Following a university transfer, she graduated with her BSN in 2010, and from there, she joined the U.S. Army as an RN, and went on to work in med/surg, case management and IV infusion therapy and then earned an MS in Health Education and Promotion. Omoyeni says she’s always been inspired to mentor young women, and knew she wanted to start her own organization.

“I wish I had a mentor to steer me, to ask, ‘Do you know that you need to finish high school with great grades?’ or ‘Maybe think about dual enrollment programs.’ Having these nurse mentors work with these students is so powerful,” she said. “They guide them, not just from high school to college, but all throughout college, all the way to becoming a nurse, having that same support system, beginning to end.”

Creativity and Belonging

But for other students, especially younger students, it’s all about the fun. The magic of CompassRN is in blending the best parts of nursing – the creativity, the science, and the humanity – with the sense of belonging that representation carries.

“It brings you to a time when we were this age, and you want to be creative, you want to make it fun,” she said. “And when you’re actually talking to somebody that looks like you, or that can relate to you, students just love that.”

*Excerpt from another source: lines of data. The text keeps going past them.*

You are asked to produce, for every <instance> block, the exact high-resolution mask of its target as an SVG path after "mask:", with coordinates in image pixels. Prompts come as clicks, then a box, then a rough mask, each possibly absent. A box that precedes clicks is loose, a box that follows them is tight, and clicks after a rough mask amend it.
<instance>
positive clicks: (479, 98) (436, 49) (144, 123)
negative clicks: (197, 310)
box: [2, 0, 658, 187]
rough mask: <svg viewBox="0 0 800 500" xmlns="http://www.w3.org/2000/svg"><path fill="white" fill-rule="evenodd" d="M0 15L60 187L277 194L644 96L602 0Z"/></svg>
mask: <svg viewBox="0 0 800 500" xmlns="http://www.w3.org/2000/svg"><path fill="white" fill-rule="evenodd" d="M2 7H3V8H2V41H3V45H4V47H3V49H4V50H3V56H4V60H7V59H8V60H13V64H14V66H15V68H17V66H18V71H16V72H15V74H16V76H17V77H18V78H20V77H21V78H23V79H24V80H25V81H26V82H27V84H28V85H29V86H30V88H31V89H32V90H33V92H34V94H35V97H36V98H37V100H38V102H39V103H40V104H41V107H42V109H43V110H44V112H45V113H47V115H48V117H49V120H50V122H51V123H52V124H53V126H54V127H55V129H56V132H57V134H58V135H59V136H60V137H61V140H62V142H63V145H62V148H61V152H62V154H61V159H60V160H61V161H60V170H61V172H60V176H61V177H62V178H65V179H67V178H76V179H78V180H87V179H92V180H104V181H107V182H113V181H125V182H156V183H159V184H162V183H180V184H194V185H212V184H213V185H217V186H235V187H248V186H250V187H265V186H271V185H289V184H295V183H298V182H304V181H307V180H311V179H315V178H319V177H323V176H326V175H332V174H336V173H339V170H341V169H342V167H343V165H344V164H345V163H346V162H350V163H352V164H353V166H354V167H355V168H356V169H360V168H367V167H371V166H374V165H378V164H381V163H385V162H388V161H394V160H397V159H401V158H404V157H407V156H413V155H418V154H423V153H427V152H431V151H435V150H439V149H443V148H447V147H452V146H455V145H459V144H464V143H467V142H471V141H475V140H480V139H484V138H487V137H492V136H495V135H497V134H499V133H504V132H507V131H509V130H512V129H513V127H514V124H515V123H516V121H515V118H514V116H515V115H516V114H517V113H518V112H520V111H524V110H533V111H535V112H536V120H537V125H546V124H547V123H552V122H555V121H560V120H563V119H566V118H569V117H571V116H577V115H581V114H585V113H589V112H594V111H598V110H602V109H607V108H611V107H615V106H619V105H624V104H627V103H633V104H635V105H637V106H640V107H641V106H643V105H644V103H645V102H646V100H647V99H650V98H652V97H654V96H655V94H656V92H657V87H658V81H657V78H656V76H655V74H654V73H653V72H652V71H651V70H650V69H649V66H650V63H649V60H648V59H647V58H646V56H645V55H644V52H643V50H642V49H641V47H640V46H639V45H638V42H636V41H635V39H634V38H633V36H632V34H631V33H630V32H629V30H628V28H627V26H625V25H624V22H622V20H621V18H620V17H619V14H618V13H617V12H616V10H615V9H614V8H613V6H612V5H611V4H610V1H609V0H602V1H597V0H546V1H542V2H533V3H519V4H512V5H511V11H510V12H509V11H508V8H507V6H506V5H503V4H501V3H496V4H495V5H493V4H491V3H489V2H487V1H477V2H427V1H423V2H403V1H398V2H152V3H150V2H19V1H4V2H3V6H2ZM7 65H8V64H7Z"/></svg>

Encouraging more boys to pursue nursing has been a successful part of the program, Omoyeni says.

“Last year, we had three male students attend our inaugural nurse camp. This year, we had 23 students, and we’re having an all-male nurse takeover in a few weeks, where five or six male nurses are going to take them into the schools and just spend time with them,” she said. “That’s representation.”

group of prospective male nursing students during CompassRN process
Source: CompassRN

CompassRN continues to grow, and Omoyeni is focused on fundraising and attracting more volunteers to extend the nonprofit program’s reach beyond Houston, and even beyond Texas, to inspire and support students across the country.

“We have these camps that are exciting, and students love them, and we've made amazing partnerships and relationships, with the schools and with the hospitals,” she says. “But my favorite part is being able to stick with those students.”